Selain itu, pengenalan silek mulai masuk ke sekolah sejak 2017. Silek tradisi menjadi ekstrakurikuler (ekskul) wajib di setiap SD dan SMP di Agam. Kepala Dinas Pendidikan dan Kebudayaan Agam, Isra, mengatakan, SD yang menyelenggarakan ekskul silek sudah 75 persen, sedangkan SMP hampir 100 persen. Di Agam, terdapat 447 SD dan 61 SMP.
”Silek tidak hanya bela diri dan pertunjukan, tetapi juga berintikan pembentukan karakter. Pengajaran silek di sekolah sangat relevan dengan program pemerintah pusat terkait revolusi mental melalui penguatan pendidikan karakter di sekolah,” kata Isra. Agam saat ini punya kurikulum silek untuk SD dan SMP. Kurikulum dirancang oleh tuo-tuo silek berkolaborasi dengan dinas pendidikan. Kurikulum mengatur dasar-dasar yang harus diajarkan, sedangkan pengembangan bergantung pada aliran setiap sasaran.
Pengajaran disesuaikan dengan kelompok usia. Di tingkat SD, misalnya, sebagai pengenalan, siswa tak melulu latihan silek. Pada waktu tertentu, siswa diberi waktu bermain agar tidak membosankan. Sesekali mereka diajak berkemah, menjelajahi alam, atau ke kota untuk latihan sambil jalan-jalan.
”Yang penting mereka tertarik dulu. Itu upaya menggaet mereka agar tidak lagi main gim di warnet atau gawai,” ujar Rahmadsyah. Dia menilai, masuknya silek ke sekolah cukup ampuh memulihkan eksistensinya. Pertumbuhan murid baru di Sasaran Talago Biru Tanjung Raya, misalnya, mencapai 50 persen dalam tiga tahun terakhir.
Selain mengenalkan silek, sekolah berperan pula memberikan pemahaman kepada orangtua agar memperbolehkan anaknya belajar silek. Selama ini orangtua kerap menjadi hambatan pewarisan silek.

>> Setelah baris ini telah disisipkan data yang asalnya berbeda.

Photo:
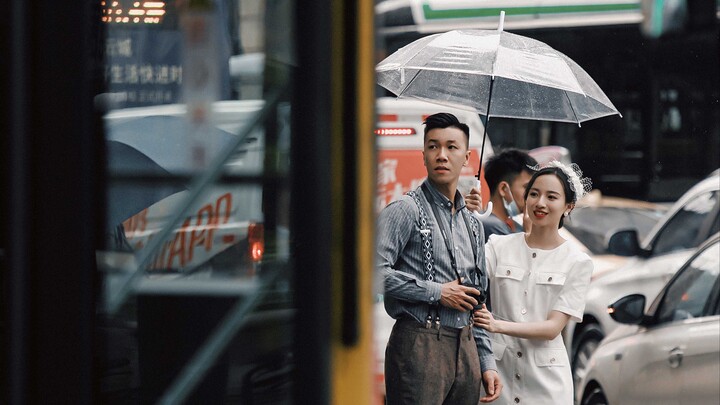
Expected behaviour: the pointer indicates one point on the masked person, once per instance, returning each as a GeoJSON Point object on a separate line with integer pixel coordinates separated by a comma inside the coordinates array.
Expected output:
{"type": "Point", "coordinates": [538, 282]}
{"type": "Point", "coordinates": [506, 174]}
{"type": "Point", "coordinates": [431, 259]}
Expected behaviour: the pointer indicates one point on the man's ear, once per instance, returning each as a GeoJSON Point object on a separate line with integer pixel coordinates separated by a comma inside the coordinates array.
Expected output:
{"type": "Point", "coordinates": [502, 187]}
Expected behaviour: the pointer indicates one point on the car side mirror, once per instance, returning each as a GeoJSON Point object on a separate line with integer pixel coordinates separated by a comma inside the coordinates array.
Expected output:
{"type": "Point", "coordinates": [624, 243]}
{"type": "Point", "coordinates": [629, 309]}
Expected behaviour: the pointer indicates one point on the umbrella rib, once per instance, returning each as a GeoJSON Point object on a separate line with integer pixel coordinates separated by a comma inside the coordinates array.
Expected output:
{"type": "Point", "coordinates": [411, 81]}
{"type": "Point", "coordinates": [572, 108]}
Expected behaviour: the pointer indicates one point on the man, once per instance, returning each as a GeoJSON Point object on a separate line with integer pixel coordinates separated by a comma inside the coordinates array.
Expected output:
{"type": "Point", "coordinates": [507, 174]}
{"type": "Point", "coordinates": [428, 244]}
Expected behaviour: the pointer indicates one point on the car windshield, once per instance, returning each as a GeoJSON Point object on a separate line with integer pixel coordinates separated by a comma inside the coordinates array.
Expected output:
{"type": "Point", "coordinates": [591, 225]}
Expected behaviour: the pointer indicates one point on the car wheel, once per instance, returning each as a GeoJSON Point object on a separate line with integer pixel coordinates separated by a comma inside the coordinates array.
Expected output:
{"type": "Point", "coordinates": [595, 397]}
{"type": "Point", "coordinates": [588, 340]}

Menurut Rahmadsyah, kebanyakan orangtua punya stigma bahwa silek merusak fisik anak. Orangtua berpandangan anak yang ikut silek bisa terkena asma akibat sering dibanting saat berlaga atau latihan. Anggapan itu keliru karena di perguruan, siswa diajari olah pernapasan dan olah tubuh sehingga risiko merusak fisik minim.
Dukungan pemerintah
Perkembangan signifikan dalam pewarisan silek di Agam tidak terlepas dari dukungan pemerintah di tingkat kabupaten, provinsi, dan pusat. Pemkab Agam, misalnya, terus berupaya menerapkan berbagai kebijakan untuk mengembalikan eksistensi silek. Selain silek masuk sekolah, setiap nagari juga didorong memiliki minimal satu sasaran silek.
Nagari (kelurahan/desa), kecamatan, dan kabupaten mengalokasikan anggaran untuk kegiatan pelestarian silek setiap tahun. Pemkab juga memberikan bantuan dan pembinaan terkait tata kelola sasaran kepada tuo-tuo silek.
”Upaya itu disambut baik seluruh lapisan masyarakat dan pihak sekolah. Ditandai dengan tumbuh dan berkembangnya lebih dari 160 sasaran silek di 82 nagari dan sekolah-sekolah Kabupaten Agam. Di Sumbar, tak ada yang sesubur Kabupaten Agam,” ujar Bupati Agam Indra Catri.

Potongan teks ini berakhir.